The dress started out in a different color - I got a really pretty copper taffeta from, but it turned out to be crackly taffeta, as in cheap prom dress crackly taffeta. When I went looking for replacement fabric, they had this cocoa silk shantung for not much more $$. Not only is it gorgeous but I don't sound like I'm wearing plastic grocery bags in this dress. It doesn't crackle, it rustles. Much better.

The jacket (Burda 7987) was an afterthought, actually - I bought 2 yards of this embroidered home dec fabric to match the original copper; then I decided I didn't like it; then I decided to use it as a jacket because it's a November wedding and I was wearing a backless dress. To me there's something very Elizabethan about it. Maybe it's the stand-up collar, or the richness of the fabric. The collar is great - it's got 10 small pleats from the side to the back of the neck to give it shape, and even though it was a bear to put together and iron into submission, the end result was worth it.

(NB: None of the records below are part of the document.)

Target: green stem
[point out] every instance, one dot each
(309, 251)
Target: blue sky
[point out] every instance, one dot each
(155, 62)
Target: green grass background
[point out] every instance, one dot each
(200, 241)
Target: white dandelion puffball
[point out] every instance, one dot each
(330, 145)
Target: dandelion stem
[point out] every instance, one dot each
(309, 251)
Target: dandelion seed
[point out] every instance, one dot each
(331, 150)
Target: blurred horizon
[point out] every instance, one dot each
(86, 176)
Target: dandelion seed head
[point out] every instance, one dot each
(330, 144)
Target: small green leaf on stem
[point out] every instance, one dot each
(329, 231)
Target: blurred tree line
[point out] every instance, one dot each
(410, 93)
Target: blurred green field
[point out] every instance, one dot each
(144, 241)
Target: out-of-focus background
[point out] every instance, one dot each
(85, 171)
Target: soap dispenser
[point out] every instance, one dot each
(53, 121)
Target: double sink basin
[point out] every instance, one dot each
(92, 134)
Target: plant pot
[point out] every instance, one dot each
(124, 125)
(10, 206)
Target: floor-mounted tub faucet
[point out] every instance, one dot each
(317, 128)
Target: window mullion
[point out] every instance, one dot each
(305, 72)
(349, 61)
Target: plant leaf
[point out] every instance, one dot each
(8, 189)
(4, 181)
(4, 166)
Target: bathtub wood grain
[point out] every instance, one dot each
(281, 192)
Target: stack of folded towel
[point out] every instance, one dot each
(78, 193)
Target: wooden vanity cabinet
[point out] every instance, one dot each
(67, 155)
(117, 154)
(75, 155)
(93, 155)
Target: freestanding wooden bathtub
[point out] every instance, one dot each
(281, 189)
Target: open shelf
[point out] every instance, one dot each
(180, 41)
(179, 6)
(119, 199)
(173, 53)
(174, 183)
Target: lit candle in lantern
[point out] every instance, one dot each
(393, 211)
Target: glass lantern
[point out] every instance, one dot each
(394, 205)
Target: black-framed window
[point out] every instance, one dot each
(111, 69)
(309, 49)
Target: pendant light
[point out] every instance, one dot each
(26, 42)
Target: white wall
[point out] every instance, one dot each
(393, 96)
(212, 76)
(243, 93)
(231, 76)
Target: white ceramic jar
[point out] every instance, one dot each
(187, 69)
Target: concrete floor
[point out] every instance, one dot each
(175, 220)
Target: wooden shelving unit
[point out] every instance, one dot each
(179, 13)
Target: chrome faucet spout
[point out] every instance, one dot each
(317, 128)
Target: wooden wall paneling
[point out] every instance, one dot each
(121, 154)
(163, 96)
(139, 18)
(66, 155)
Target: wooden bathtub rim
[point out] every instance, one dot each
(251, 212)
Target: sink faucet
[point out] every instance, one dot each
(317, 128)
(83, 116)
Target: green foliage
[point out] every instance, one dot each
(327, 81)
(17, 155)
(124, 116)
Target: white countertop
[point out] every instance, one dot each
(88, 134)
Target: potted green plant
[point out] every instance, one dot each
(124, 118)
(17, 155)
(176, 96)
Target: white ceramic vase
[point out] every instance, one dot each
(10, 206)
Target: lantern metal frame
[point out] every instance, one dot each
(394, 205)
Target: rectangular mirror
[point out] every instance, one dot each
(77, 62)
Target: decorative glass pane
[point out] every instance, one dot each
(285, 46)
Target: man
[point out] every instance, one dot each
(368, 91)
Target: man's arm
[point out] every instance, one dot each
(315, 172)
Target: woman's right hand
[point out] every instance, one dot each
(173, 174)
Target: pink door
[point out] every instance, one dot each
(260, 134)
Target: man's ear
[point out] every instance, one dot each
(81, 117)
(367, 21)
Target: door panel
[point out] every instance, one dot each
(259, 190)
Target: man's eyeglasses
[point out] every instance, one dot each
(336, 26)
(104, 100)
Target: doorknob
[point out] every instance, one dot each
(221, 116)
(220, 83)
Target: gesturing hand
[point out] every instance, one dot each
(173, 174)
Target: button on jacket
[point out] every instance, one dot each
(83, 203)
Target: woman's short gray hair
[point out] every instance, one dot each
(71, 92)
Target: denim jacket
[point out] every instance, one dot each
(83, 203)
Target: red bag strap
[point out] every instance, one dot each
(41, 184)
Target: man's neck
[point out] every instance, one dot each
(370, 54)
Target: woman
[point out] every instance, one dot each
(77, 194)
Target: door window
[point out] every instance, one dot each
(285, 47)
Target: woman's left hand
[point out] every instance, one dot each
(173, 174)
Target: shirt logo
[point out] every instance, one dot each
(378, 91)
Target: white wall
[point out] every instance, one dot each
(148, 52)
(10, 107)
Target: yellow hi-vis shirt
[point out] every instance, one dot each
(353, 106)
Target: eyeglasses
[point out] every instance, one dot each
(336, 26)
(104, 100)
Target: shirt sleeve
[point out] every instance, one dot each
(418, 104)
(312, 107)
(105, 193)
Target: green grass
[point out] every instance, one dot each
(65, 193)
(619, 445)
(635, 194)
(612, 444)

The dress took more patience than the jacket, somehow. This is supposed to be an unlined sundress. It's not, obviously. I ended up lining it, because I didn't think silk shantung would make it through a wedding mass without creasing. To give the bodice a bit more body, I ironed a light-weight interfacing to the lining. I was afraid to iron it to the fabric, just in case it showed. But once I'm in the dress, the fabric and the lining become one, and the interfacing adds just enough structure. The lining had to be sewn in by hand, because the silk shows every single stinking pin and needle mark, and if I'd managed to keep the exterior clean up to that point, I wasn't marring it because of a lining. So it's stitched along the zipper and along the top of the bodice, very carefully, on the seam allowance just below the seam so there was no possibility of stitches showing.

You know what? Doing everything right is freaking exhausting! I went to the pre-wedding serenade last night and told the bride and groom that they could, indeed, be married next Friday because I would not be attending the ceremony in my underwear. Instead, I'll be wearing this, complete with dyed-to-match shoes.

The shoes are beautiful, but somewhat of a sore point. When I picked them up, a customer complimented me on them and asked, "Are you the mother of the bride?" I almost choked. "No," I say. "Oh, mother of the groom. That's lovely."

Can't I just be an overdressed guest? Do I have to suddenly have a 20-something child? It took all my strength not to snap at the woman who, after all, didn't mean anything by her remark. I just generally choose to believe I don't look my age, and I don't look kindly on those who assume that I have children old enough to be married.